I am trying to wrap my head around GMM estimation of a single factor model such as the CAPM. I started by asking How come the cross-sectional CAPM equation produces $N$ moment conditions (not $1$)? and am now following it up. Equation $(12.23)$ in Cochrane "Asset Pricing" (2005) section 12.2 (p. 241) says the moments are $$ g_T(b) = \begin{bmatrix} E(R^e_t-a-\beta f_t) \\ E[(R^e_t-a-\beta f_t)f_t] \\ E(R^e-\beta \lambda) \end{bmatrix} = \begin{bmatrix} 0 \\ 0 \\ 0 \end{bmatrix} \tag{12.23}. $$ where $R^e_t=(R^e_{1,t},\dots,R^e_{N,t})'$ is a vector of individual assets' excess returns, $\beta=(\beta_1,\dots,\beta_N)'$ is a vector of betas, $f_t$ is factor's excess return and $\lambda=E(f)$ is the expected value of the factor's excess return. The first two rows correspond to time series regressions for $N$ assets (one regression per asset), so there are actually $2N$ conditions.
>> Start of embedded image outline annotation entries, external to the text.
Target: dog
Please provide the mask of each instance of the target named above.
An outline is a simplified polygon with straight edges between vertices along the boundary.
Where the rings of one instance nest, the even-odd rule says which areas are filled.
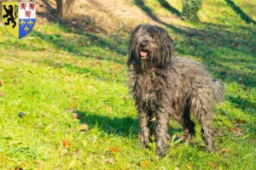
[[[129,45],[128,86],[138,111],[141,143],[148,147],[156,133],[156,155],[165,156],[172,117],[183,128],[184,139],[195,135],[194,116],[201,126],[208,150],[214,150],[211,128],[215,102],[224,98],[224,84],[212,79],[203,65],[193,60],[175,56],[173,41],[163,28],[140,25],[131,33]],[[153,129],[153,117],[156,118]]]

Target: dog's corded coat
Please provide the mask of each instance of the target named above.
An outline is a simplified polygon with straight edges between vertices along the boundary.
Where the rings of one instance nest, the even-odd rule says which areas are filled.
[[[206,146],[214,150],[211,129],[212,105],[224,99],[224,85],[211,77],[201,64],[173,55],[173,42],[157,26],[140,25],[130,39],[128,85],[136,102],[141,127],[141,142],[148,146],[154,130],[156,154],[164,156],[168,145],[170,117],[183,127],[185,140],[195,135],[194,115]],[[150,120],[156,117],[155,129]]]

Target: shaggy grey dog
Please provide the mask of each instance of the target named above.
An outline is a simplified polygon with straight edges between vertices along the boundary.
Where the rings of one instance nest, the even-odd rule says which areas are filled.
[[[138,110],[143,145],[148,146],[153,117],[158,156],[166,154],[171,116],[182,125],[189,142],[195,135],[192,113],[201,125],[207,148],[214,150],[212,105],[224,99],[223,83],[212,79],[200,63],[173,56],[172,38],[157,26],[138,26],[131,36],[129,53],[128,84]]]

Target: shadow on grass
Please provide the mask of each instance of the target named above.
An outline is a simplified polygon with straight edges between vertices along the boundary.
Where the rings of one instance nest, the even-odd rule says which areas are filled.
[[[96,64],[99,62],[96,62]],[[79,67],[73,65],[72,64],[67,64],[67,63],[63,63],[63,64],[59,64],[59,63],[54,63],[52,60],[45,60],[44,64],[46,64],[49,66],[53,66],[55,68],[63,68],[70,72],[74,72],[78,74],[83,74],[86,76],[94,76],[97,80],[100,80],[102,82],[111,82],[112,83],[125,83],[125,77],[117,77],[115,76],[116,73],[114,73],[112,71],[106,71],[104,69],[102,69],[101,71],[96,71],[91,68],[85,68],[85,67]],[[99,63],[100,65],[100,63]],[[100,66],[100,65],[96,65],[96,64],[91,63],[91,67],[93,66]]]
[[[108,60],[122,65],[125,63],[125,59],[119,57],[119,55],[125,56],[126,54],[123,48],[118,48],[119,41],[120,40],[111,42],[112,40],[108,41],[107,39],[90,33],[83,34],[83,37],[79,37],[79,39],[63,37],[63,36],[58,33],[43,34],[37,31],[33,31],[32,35],[40,37],[40,39],[44,42],[53,44],[56,49],[67,51],[81,57]],[[121,43],[122,42],[119,42],[119,44]],[[122,45],[126,47],[125,44]],[[115,54],[101,56],[102,55],[102,53],[101,53],[102,50],[109,49]]]
[[[237,29],[240,31],[237,33],[236,31],[232,31],[230,26],[210,23],[201,23],[201,26],[203,27],[201,30],[185,26],[177,27],[160,20],[154,12],[146,6],[144,1],[134,1],[135,4],[141,8],[153,20],[166,26],[177,33],[178,35],[177,37],[182,37],[180,40],[175,41],[177,54],[201,58],[202,61],[207,65],[210,71],[214,73],[217,78],[238,82],[239,77],[242,77],[246,86],[256,87],[256,80],[252,78],[256,76],[255,71],[251,74],[245,71],[249,70],[249,71],[253,72],[256,66],[255,63],[253,62],[253,58],[256,53],[255,42],[253,36],[256,34],[255,30],[250,27],[237,26],[236,26],[236,30]],[[168,3],[165,0],[159,0],[159,2],[161,5],[172,8],[168,7]],[[53,8],[50,8],[50,7],[49,7],[49,9],[53,11],[53,14],[39,13],[39,15],[47,18],[52,22],[59,23],[64,31],[80,35],[81,37],[79,38],[84,38],[84,42],[90,41],[91,43],[89,45],[84,42],[74,43],[72,38],[55,40],[49,38],[52,35],[44,35],[40,32],[35,32],[36,35],[40,37],[44,41],[52,43],[57,48],[62,48],[65,51],[84,57],[96,57],[98,54],[96,54],[98,52],[96,50],[91,50],[91,48],[96,47],[102,50],[109,48],[118,55],[126,55],[128,40],[119,39],[119,37],[117,37],[102,38],[93,33],[84,33],[84,26],[86,28],[86,26],[90,25],[93,26],[93,19],[88,18],[87,16],[79,16],[78,20],[59,19],[55,15],[55,9]],[[88,28],[88,32],[95,32],[95,30],[104,32],[103,28],[94,26],[92,26],[93,30]],[[245,32],[243,32],[243,31],[245,31]],[[173,37],[174,40],[176,39],[175,37],[176,36]],[[82,39],[80,41],[83,42],[84,40]],[[87,51],[84,50],[84,47],[87,48]],[[88,51],[90,54],[87,54]],[[106,60],[124,64],[124,59],[113,59],[108,56],[105,52],[102,52],[101,54],[103,54],[104,56],[102,57]],[[245,58],[242,56],[244,54],[249,57]],[[245,65],[244,63],[247,63],[247,65]],[[245,65],[244,71],[235,68],[241,65]]]
[[[228,96],[228,99],[235,105],[236,108],[241,108],[249,113],[256,112],[256,103],[252,103],[247,99],[241,97]]]
[[[81,123],[86,123],[90,127],[98,126],[108,134],[119,136],[137,135],[140,128],[138,120],[131,117],[109,117],[99,114],[75,111],[79,116]]]
[[[180,17],[181,13],[177,8],[172,7],[168,2],[166,2],[166,0],[158,0],[158,2],[163,8],[166,8],[169,12]]]
[[[225,0],[226,3],[228,3],[228,5],[230,5],[232,9],[237,14],[239,14],[240,18],[244,20],[246,23],[250,24],[253,23],[254,26],[256,25],[256,22],[250,18],[247,14],[245,14],[241,8],[240,7],[236,6],[236,3],[231,1],[231,0]]]
[[[161,2],[162,4],[163,1]],[[166,26],[184,37],[183,40],[174,41],[176,51],[178,54],[201,57],[218,78],[238,82],[239,77],[242,77],[245,80],[245,85],[256,87],[256,80],[253,78],[256,76],[255,71],[247,74],[233,68],[234,65],[244,65],[244,63],[248,63],[247,69],[251,70],[252,72],[255,70],[256,65],[253,62],[256,53],[253,38],[253,35],[256,34],[255,30],[239,26],[236,27],[241,32],[237,34],[236,31],[230,31],[230,26],[211,23],[201,23],[203,30],[184,26],[177,27],[160,20],[143,0],[135,0],[135,3],[153,20]],[[244,34],[243,30],[246,31]],[[244,54],[251,57],[242,57]]]

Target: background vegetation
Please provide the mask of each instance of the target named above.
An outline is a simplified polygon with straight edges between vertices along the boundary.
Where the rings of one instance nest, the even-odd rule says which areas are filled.
[[[77,0],[62,19],[55,1],[37,3],[26,37],[0,26],[1,169],[256,169],[254,0],[204,0],[196,24],[181,20],[180,0]],[[142,23],[165,28],[177,55],[224,82],[216,153],[205,150],[199,126],[183,143],[173,121],[166,157],[154,143],[141,148],[125,62]]]

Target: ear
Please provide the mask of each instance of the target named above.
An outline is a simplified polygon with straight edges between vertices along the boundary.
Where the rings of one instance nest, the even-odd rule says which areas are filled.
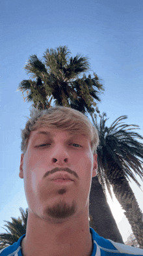
[[[19,173],[19,177],[21,178],[21,179],[23,179],[23,158],[24,158],[24,154],[21,153],[21,159],[20,159],[20,173]]]
[[[97,153],[94,154],[94,168],[92,170],[92,177],[95,177],[97,175],[98,170],[98,155]]]

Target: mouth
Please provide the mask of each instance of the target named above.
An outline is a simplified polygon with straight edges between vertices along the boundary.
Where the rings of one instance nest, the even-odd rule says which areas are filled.
[[[51,181],[58,184],[66,184],[73,182],[73,179],[68,174],[62,174],[61,172],[57,172],[52,175]]]

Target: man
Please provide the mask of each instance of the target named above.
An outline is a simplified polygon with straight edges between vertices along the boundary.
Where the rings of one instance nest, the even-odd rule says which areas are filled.
[[[22,131],[20,177],[29,216],[26,235],[0,256],[143,255],[89,228],[89,194],[96,175],[98,135],[81,112],[35,110]]]

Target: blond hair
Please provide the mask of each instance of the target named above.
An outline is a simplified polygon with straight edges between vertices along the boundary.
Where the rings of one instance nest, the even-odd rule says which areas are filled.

If I understand correctly, the third row corresponds to a cross-sectional regression of time-averaged returns: $$ E_T(R^{ei})=\beta_i' \lambda+\alpha_i, \quad i=1,2,\dots,N. \tag{12.10} $$ ($(12.10)$ is specified for potentially many factors, but $(12.23)$ considers the simple case of a single factor, so vector $\beta'$ turns into scalar $\beta$, and the same holds for $\lambda$.)
Since we are trying to estimate (among other things) the expected market excess return $\lambda$, an obvious approach would be to use the sample average of the market excess returns over the $T$ time periods. In a GMM, the corresponding moment condition would be $\frac{1}{T}\sum_{t=1}^T (f_t-\lambda)=0$. In the notation of Cochrane, it would be $\color{blue}{E_T(f_t-\lambda)=0}$. Yet this is not what we see in the GMM estimator for the single-factor model in equation $(12.23)$.
What I would find intuitive is to have $$ \tilde g_T(b) = \begin{bmatrix} E(R^e_t-a-\beta f_t) \\ E[(R^e_t-a-\beta f_t)f_t] \\ \color{blue}{E(f_t-\lambda)} \end{bmatrix} = \begin{bmatrix} 0 \\ 0 \\ \color{blue}{0} \end{bmatrix} \tag{12.23'} $$ or perhaps $$ \tilde{\tilde g}_T(b) = \begin{bmatrix} E(R^e_t-a-\beta f_t) \\ [E(R^e_t-a-\beta f_t)f_t] \\ \color{red}{E(R^e-\beta \lambda)} \\ \color{blue}{E(f_t-\lambda)} \end{bmatrix} = \begin{bmatrix} 0 \\ 0 \\ \color{red}{0} \\ \color{blue}{0} \end{bmatrix}. \tag{12.23''} $$ Again, since we are interested in estimating $\lambda$ (among other things), is there a reason for excluding the obvious moment condition in blue from $(12.23)$? I do not have well developed intuition around GMM, but I think the blue condition is pretty informative about $\lambda$, probably more so than the red one.